Clinton To Help Fellow Candidates President’s Travel Overlaps Districts Important To Congress

John King Associated Press

Putting the strength of his coattails to the test, President Clinton plans a final-week push for a Democratic Congress just as more Republicans urge voters to keep the GOP in power as a check on a second Clinton term.

Clinton’s efforts to help Democrats down the ballot will be evident more in action than words. Wary of reminding voters why they stripped Democrats of their congressional majorities just two years ago, the president rarely puts in a direct plug for a Democratic Congress.

But Clinton’s travel in the final week will overlap with many races critical if Democrats are to get the 19-seat House and four-seat Senate gains needed to regain majorities. Republicans entered the stretch suggesting things were breaking their way - in part because of Clinton’s big lead in the presidential race.

“If Bill Clinton’s vote were a vote of enthusiasm, then Republicans in the House and Senate would be in big trouble,” said GOP pollster Neil Newhouse. “But many voters don’t trust him. So it leaves them wide open to a pitch to balance their vote at the top with a vote for Republicans for Congress.”

Indeed, many Republicans in tight races are arguing that progress in reducing the deficit and reforming welfare would be at risk if Democrats regained control of Congress. These Republicans recall the tax increases and big-government health care plan advocated in the first two years of Clinton’s term.

“Don’t turn back the clock,” was the final-week slogan for Republican candidates suggested in a memo from GOP pollster Frank Luntz to House Speaker Newt Gingrich and Senate Majority Leader Trent Lott.

Although Clinton’s second-term promises have been fairly modest, enacting most would require a Democratic Congress. And Democratic committee chairman also would be less eager than their Republican counterparts to investigate Clinton administration ethical lapses.

Confident that his re-election is at hand, Clinton last week restructured his roughly $1.5 million weekly advertising budget with an eye on helping targeted congressional races. He is buying heavily in Washington and Oregon, for example, despite healthy leads. Oregon has a tight Senate race and a handful of congressional seats are up for grabs in Washington.

Other buys have been added or adjusted to help Democratic candidates like House hopeful Walter Capps in California and Illinois Senate contender Richard Durbin.

Beyond his own campaign funds, Clinton helped raise $10 million for Democratic House and Senate campaigns in the past few weeks, and has authorized additional party money to be redirected from his campaign to congressional races.

Such steps are not so much a test of Clinton’s personal coattails but a helpful luxury afforded by his double-digit lead over Dole. But, even as he looks for a giant margin of victory by revisiting Texas and Florida in the final week, Clinton will also put his personal prestige on the line for Democratic candidates.

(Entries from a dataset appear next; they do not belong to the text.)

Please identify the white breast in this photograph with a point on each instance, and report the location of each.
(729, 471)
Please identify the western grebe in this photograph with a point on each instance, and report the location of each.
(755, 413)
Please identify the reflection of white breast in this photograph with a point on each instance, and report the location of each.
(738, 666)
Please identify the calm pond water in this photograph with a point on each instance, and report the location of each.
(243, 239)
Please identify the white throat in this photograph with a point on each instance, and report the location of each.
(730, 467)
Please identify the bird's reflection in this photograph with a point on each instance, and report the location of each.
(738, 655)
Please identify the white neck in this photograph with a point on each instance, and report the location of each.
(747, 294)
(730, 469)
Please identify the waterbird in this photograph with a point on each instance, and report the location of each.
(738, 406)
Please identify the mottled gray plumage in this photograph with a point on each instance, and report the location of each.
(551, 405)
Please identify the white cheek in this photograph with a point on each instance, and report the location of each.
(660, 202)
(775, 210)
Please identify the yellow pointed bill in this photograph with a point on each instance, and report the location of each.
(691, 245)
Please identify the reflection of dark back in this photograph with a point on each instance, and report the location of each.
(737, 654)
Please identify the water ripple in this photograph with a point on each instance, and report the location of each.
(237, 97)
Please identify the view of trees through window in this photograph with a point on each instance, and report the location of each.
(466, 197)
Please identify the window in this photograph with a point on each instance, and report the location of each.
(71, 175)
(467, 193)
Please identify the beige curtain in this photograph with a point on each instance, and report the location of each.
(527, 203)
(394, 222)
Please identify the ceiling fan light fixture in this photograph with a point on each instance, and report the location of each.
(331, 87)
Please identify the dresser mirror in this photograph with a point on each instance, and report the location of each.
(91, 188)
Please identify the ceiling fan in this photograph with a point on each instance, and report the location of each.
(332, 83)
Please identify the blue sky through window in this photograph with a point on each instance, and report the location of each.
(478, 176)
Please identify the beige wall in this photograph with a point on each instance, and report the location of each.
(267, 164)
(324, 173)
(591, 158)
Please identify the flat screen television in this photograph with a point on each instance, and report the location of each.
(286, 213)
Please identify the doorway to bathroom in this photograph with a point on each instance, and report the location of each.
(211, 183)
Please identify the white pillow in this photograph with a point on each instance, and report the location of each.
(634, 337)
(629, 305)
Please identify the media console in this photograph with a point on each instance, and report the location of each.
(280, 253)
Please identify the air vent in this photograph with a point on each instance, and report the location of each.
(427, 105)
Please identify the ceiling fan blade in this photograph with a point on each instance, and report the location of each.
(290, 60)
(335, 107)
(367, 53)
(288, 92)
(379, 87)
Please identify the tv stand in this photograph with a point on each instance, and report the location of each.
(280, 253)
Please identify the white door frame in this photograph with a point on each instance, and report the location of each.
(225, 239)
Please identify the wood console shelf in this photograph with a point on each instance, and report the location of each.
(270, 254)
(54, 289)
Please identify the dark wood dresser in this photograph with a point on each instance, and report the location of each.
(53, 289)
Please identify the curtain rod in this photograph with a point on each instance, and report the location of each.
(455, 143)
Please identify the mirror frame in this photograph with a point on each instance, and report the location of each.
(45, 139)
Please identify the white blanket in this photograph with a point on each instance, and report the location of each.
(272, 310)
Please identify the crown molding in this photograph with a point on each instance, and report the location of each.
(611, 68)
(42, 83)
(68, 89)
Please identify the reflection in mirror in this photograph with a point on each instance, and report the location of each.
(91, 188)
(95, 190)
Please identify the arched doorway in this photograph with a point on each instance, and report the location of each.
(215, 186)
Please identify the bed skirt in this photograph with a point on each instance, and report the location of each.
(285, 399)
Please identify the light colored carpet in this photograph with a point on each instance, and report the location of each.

In the week ahead, Clinton will visit competitive Senate races in Illinois, Minnesota and Colorado, and campaign in House contests in Michigan, Pennsylvania, Ohio and California. Visits to Washington and Oregon are likely, as is a trip home to Arkansas, which has a close Senate race.

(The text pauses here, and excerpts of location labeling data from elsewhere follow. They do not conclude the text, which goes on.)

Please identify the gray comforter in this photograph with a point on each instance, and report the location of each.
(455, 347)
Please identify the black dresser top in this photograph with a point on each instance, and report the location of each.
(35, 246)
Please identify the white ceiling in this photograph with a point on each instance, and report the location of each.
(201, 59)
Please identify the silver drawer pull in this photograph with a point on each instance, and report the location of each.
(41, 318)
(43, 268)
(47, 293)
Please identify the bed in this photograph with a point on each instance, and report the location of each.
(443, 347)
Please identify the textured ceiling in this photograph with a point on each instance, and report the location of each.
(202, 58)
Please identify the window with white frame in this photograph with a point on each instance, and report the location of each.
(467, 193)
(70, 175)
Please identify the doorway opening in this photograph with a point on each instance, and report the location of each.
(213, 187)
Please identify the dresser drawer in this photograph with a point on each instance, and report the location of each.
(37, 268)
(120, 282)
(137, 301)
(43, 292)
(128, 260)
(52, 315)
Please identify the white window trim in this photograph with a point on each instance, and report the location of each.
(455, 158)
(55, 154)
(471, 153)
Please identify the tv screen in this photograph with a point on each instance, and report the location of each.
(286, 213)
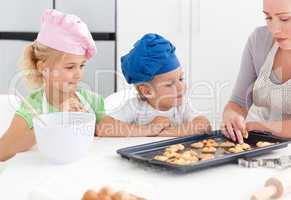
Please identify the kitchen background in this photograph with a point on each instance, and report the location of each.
(209, 36)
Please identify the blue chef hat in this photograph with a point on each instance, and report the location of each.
(152, 55)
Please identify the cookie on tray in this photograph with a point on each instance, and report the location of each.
(197, 145)
(263, 144)
(209, 150)
(176, 147)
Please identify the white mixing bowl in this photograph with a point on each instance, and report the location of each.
(67, 136)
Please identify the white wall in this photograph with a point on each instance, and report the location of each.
(209, 36)
(217, 45)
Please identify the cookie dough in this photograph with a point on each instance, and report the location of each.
(263, 144)
(209, 150)
(175, 148)
(227, 144)
(197, 145)
(236, 149)
(161, 158)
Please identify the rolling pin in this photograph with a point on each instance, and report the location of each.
(275, 187)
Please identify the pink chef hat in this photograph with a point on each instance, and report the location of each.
(67, 33)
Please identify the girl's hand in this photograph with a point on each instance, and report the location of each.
(233, 126)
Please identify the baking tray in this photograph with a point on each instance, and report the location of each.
(146, 152)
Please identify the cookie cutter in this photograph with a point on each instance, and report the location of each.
(280, 162)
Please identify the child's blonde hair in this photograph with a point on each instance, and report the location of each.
(36, 55)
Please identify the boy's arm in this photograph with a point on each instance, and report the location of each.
(197, 125)
(110, 127)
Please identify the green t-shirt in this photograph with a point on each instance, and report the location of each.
(95, 101)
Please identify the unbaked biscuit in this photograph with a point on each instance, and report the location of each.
(263, 144)
(209, 150)
(176, 147)
(161, 158)
(197, 145)
(227, 144)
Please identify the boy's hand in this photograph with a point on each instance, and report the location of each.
(200, 124)
(158, 124)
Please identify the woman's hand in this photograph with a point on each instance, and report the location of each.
(157, 125)
(233, 125)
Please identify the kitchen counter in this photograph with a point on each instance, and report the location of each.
(29, 171)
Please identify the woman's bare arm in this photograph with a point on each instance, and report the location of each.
(278, 128)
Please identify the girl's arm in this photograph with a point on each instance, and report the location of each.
(18, 138)
(110, 127)
(278, 128)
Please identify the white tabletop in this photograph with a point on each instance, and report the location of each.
(29, 171)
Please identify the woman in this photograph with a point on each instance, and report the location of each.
(261, 99)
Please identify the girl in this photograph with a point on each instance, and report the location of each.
(54, 64)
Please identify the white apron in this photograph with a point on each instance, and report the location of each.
(271, 102)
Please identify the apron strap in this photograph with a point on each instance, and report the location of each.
(45, 106)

“The main thing is continuing to make sure we lock down our 270 electoral votes - that is the overriding concern,” said White House political director Doug Sosnik. “But we’re looking for the overlap with congressional races.”

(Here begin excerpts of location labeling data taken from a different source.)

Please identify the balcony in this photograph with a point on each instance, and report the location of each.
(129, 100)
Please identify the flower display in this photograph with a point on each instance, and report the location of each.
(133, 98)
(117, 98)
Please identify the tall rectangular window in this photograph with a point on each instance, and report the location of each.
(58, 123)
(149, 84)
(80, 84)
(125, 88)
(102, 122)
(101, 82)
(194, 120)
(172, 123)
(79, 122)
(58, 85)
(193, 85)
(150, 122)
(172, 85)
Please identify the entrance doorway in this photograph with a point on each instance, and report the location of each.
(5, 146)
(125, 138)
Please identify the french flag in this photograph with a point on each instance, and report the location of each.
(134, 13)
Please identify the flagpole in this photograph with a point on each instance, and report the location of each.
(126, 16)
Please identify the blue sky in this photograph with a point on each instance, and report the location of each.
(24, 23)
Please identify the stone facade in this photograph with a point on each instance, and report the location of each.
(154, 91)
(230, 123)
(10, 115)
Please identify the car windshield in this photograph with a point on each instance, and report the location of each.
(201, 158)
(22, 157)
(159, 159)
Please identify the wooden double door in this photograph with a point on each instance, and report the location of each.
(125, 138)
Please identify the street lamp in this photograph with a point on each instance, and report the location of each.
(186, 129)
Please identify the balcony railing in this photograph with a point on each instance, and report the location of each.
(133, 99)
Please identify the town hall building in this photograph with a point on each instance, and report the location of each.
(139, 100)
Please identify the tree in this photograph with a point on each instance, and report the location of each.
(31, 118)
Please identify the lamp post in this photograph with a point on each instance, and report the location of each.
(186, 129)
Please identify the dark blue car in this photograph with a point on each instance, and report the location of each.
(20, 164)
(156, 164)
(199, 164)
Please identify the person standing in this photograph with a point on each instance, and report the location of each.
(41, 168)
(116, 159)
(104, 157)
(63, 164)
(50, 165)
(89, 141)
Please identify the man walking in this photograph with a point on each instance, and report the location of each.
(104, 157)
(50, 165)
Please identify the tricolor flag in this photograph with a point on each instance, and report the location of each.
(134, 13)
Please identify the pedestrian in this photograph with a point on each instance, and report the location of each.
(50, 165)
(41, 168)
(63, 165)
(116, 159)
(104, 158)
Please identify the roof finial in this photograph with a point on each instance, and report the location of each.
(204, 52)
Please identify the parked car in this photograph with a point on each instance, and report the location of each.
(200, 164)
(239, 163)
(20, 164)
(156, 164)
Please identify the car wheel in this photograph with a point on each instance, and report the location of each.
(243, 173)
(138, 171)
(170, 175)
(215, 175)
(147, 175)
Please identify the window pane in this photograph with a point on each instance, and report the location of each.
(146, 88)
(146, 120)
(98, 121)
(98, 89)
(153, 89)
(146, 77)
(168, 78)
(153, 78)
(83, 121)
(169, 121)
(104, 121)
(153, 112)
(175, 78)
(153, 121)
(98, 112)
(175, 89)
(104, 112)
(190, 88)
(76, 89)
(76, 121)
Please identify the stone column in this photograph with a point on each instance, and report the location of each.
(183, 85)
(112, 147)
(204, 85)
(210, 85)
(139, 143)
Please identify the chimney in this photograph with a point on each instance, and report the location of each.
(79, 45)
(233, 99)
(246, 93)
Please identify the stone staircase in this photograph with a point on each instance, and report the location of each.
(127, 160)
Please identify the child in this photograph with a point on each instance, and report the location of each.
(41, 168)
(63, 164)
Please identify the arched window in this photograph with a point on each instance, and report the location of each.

In places like Illinois and Minnesota, where Clinton leads handily, Republicans don’t dispute that the president might help Democratic candidates with a late-campaign visit that boosts turnout.

But in a year in which he has consistently led the White House race, there is little evidence of long Clinton coattails.

“Swing voters are the target at this point of the campaign,” said Republican pollster Bill McInturff. “Among them, every time Clinton stops being the guy who is on your side and starts being the head Democrat, he takes a drubbing.”

In any event, recent history suggests limits on the coattails of presidents seeking a second term.

Of the last three presidents to win a second term, Lyndon Johnson had broadest coattails: In 1964, he carried 44 states and helped Democrats gain 38 House and two Senate seats. But Republicans posted only modest House gains when Richard Nixon and Ronald Reagan won 49-state re-election landslides, and in both years, 1972 and 1984, the GOP lost Senate seats.

And in these three re-election landslides, Reagan’s 59 percent was the lowest percentage of the popular vote. Assuming Clinton maintains his lead over Dole, many strategists expect him to barely crack 50 percent on Election Day; some believe Ross Perot will do well enough to again deny the winner a popular vote majority.

Not that some GOP candidates aren’t worried.

In northwest Pennsylvania, freshman GOP Rep. Phil English has worked feverishly to move from highly vulnerable to being favored for re-election in a Democratic district where Clinton leads Dole by a wide margin.

“But if Republicans go to sleep and my opponent can tie himself to Clinton, there is a real chance he can pull off an upset,” English said.

But English and others, like Iowa freshman GOP Rep. Greg Ganske, have used their fund-raising advantage and political skills to pull ahead in races where Clinton was once considered likely to be a big help.